Lloyd's Weekly London Newspaper (20/Sep/1891) - The Huddersfield Murder

The following is a transcription of a historic newspaper article and may contain occasional errors. If the article was published prior to 1 June 1957, then the text is likely in the Public Domain.


James Stockwell, 32, teamer, Linthwaite, Huddersfield, charged with the murder of Catherine Dennis, 15, servant at the Ivy hotel, Linthwaite, on Aug. 21, was removed early on Wednesday from Wakefield gaol to the County police station at Huddersfield, comparatively unobserved. An immense crowd assembled in front of the court, but few people were admitted to it. A rush was made for the gates, but the strong force of police present prevented the crowd carrying the position. About 11 o'clock Stockwell was brought before Mr. P. Greenwood and Mr. J. Crowther, and two other magistrates arrived afterwards.

Mr. A.H.J. Fletcher appeared to prosecute on behalf of the Treasury, and Mr. J. Lewis Sykes was for the prisoner.

Mr. Sykes said he had to apply for a further remand for a week, as, owing to only having received final instructions to appear for the prisoner on Friday evening last, he was unable to go on with the case at the present sitting.

Mr. Fletcher said he had no objection to the application.

Mr. Greenwood, the presiding magistrate, said it would have saved a great deal of public excitement if Mr. Sykes could have received his instructions earlier.

The prisoner was remanded for a week, and during the day he was re-taken to Wakefield.
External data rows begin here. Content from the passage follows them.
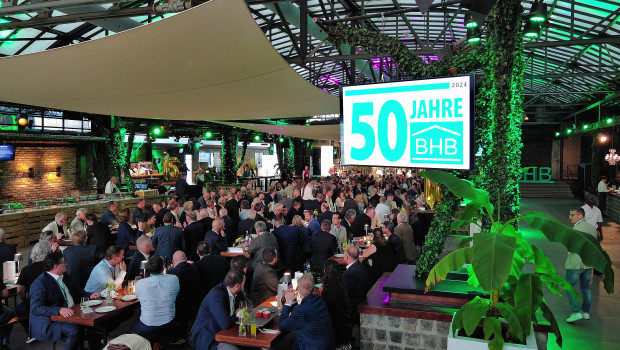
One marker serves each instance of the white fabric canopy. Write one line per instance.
(211, 62)
(312, 132)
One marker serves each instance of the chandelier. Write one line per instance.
(612, 157)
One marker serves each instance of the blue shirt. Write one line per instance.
(102, 274)
(157, 295)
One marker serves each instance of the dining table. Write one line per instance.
(96, 319)
(261, 340)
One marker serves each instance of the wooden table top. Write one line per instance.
(230, 255)
(262, 340)
(92, 319)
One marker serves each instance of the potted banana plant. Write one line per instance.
(497, 257)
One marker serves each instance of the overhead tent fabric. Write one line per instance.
(211, 62)
(314, 132)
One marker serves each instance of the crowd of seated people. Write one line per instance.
(290, 230)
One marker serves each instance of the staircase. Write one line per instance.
(557, 189)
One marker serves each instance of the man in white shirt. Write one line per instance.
(112, 269)
(111, 187)
(593, 215)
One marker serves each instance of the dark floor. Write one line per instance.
(597, 333)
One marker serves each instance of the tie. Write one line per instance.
(65, 292)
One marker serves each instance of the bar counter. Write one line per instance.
(24, 227)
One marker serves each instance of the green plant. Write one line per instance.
(498, 256)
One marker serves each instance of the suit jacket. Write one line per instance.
(193, 234)
(167, 240)
(188, 299)
(98, 234)
(350, 204)
(213, 316)
(264, 283)
(7, 253)
(46, 300)
(217, 243)
(311, 322)
(212, 269)
(125, 236)
(324, 245)
(290, 244)
(355, 282)
(80, 259)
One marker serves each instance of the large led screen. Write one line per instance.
(415, 124)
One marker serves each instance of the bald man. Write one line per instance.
(188, 300)
(309, 319)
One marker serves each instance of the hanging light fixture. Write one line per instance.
(612, 158)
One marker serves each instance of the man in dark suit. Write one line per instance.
(80, 259)
(53, 294)
(361, 220)
(144, 245)
(247, 226)
(354, 280)
(212, 268)
(188, 300)
(215, 237)
(193, 233)
(265, 279)
(326, 214)
(168, 239)
(98, 233)
(7, 251)
(324, 245)
(309, 319)
(350, 203)
(291, 243)
(217, 311)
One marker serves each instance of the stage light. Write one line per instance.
(531, 30)
(538, 12)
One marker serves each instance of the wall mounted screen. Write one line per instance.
(420, 124)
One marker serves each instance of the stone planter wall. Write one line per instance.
(379, 332)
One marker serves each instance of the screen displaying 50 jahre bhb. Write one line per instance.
(420, 124)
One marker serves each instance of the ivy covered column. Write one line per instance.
(230, 140)
(503, 166)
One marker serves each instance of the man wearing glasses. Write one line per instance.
(53, 294)
(577, 271)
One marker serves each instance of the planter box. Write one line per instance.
(457, 342)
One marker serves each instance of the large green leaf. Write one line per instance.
(548, 314)
(473, 312)
(553, 280)
(510, 314)
(492, 259)
(461, 188)
(584, 244)
(451, 262)
(528, 296)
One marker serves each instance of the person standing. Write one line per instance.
(111, 187)
(577, 271)
(602, 194)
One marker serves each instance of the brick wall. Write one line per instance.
(391, 332)
(14, 180)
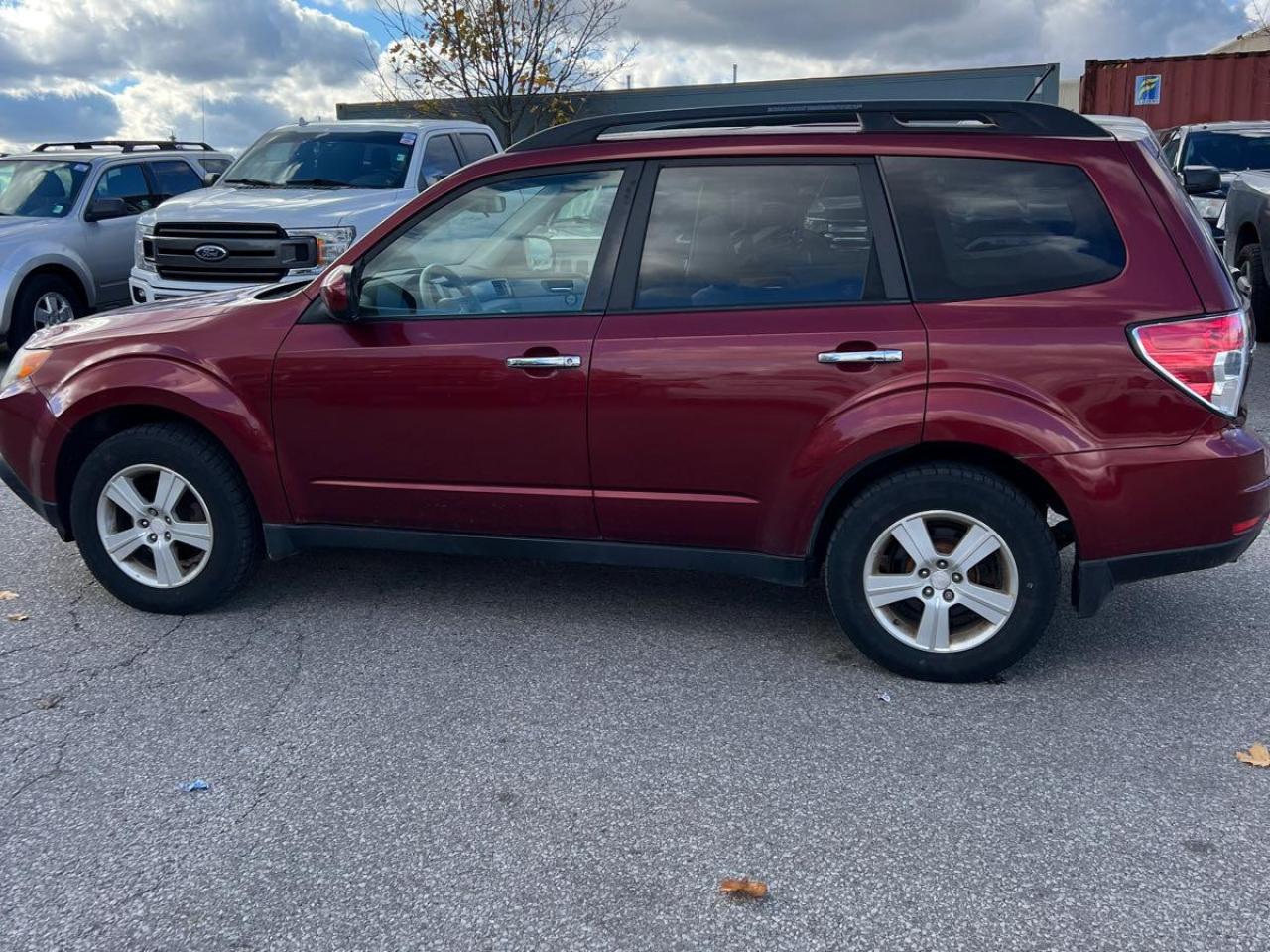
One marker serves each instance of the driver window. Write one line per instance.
(522, 245)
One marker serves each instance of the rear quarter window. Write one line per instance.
(992, 227)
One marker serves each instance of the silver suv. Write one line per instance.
(67, 220)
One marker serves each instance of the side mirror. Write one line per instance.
(339, 295)
(539, 254)
(1201, 179)
(104, 208)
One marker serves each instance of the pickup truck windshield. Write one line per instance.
(1228, 151)
(33, 188)
(300, 159)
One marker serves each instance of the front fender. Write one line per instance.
(177, 388)
(28, 258)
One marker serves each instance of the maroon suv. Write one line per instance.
(920, 348)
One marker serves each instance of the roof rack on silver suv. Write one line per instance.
(126, 145)
(1002, 117)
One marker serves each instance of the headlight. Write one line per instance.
(144, 248)
(22, 366)
(331, 243)
(1207, 208)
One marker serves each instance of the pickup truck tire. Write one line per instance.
(42, 299)
(164, 520)
(1254, 284)
(943, 572)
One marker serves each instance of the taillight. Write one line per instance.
(1206, 357)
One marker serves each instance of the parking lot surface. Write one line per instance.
(430, 753)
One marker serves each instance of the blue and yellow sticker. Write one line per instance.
(1146, 90)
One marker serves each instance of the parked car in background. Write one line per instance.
(1246, 220)
(295, 200)
(67, 214)
(1223, 148)
(916, 348)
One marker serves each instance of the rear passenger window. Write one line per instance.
(476, 145)
(757, 235)
(989, 227)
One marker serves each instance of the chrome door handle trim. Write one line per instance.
(544, 362)
(861, 357)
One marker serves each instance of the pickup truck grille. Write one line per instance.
(252, 253)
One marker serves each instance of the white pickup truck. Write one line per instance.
(294, 202)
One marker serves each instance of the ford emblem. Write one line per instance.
(211, 253)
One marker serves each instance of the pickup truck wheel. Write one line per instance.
(42, 301)
(943, 572)
(1254, 286)
(164, 520)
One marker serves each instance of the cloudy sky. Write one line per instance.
(76, 68)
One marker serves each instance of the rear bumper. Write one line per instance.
(1093, 580)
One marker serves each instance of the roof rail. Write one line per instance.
(1001, 117)
(127, 145)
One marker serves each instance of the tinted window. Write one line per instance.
(749, 235)
(126, 181)
(499, 249)
(989, 227)
(440, 159)
(304, 159)
(40, 189)
(175, 177)
(476, 145)
(1228, 151)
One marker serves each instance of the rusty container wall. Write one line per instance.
(1206, 87)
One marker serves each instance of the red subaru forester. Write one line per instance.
(917, 347)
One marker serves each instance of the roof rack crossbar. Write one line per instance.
(1001, 117)
(127, 145)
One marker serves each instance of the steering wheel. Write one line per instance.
(435, 272)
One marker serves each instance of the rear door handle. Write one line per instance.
(530, 363)
(861, 357)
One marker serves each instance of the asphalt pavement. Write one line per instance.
(426, 753)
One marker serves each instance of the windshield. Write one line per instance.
(300, 159)
(1228, 151)
(37, 188)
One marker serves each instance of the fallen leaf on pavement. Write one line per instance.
(744, 888)
(1257, 756)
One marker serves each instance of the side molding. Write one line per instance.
(282, 540)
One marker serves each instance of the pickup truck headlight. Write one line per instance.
(143, 248)
(331, 243)
(1207, 208)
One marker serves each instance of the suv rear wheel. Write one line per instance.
(164, 520)
(1255, 287)
(943, 572)
(42, 301)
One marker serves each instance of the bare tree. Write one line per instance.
(513, 61)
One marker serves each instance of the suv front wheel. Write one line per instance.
(943, 572)
(164, 520)
(42, 301)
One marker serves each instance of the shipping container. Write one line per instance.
(1174, 90)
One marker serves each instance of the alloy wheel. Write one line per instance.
(53, 307)
(154, 526)
(942, 580)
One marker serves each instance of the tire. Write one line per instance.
(31, 302)
(949, 500)
(214, 508)
(1254, 284)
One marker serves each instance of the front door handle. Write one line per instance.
(530, 363)
(861, 357)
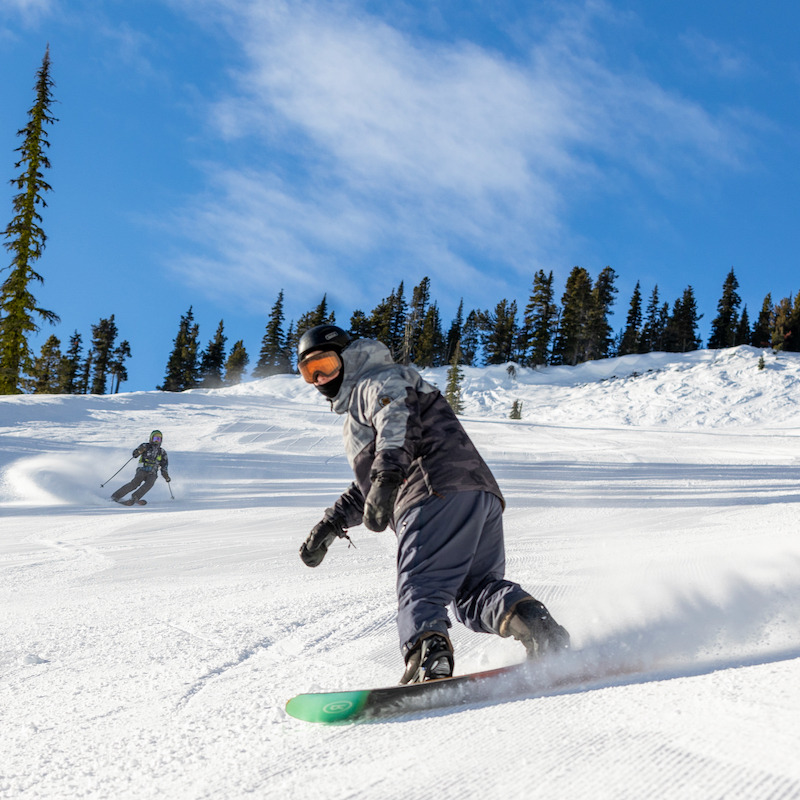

Letters received from the prisoner's brother say he is satisfied James committed the sad act while in a state of insanity, as his subsequent conduct showed. His grandmother died in the asylum, his mother had been an inmate of one, and he has a sister at home insane. Without doubt James had an injury to his head some years age, and the doctor who attended him said that if the prisoner was in drink he would not be responsible for his actions.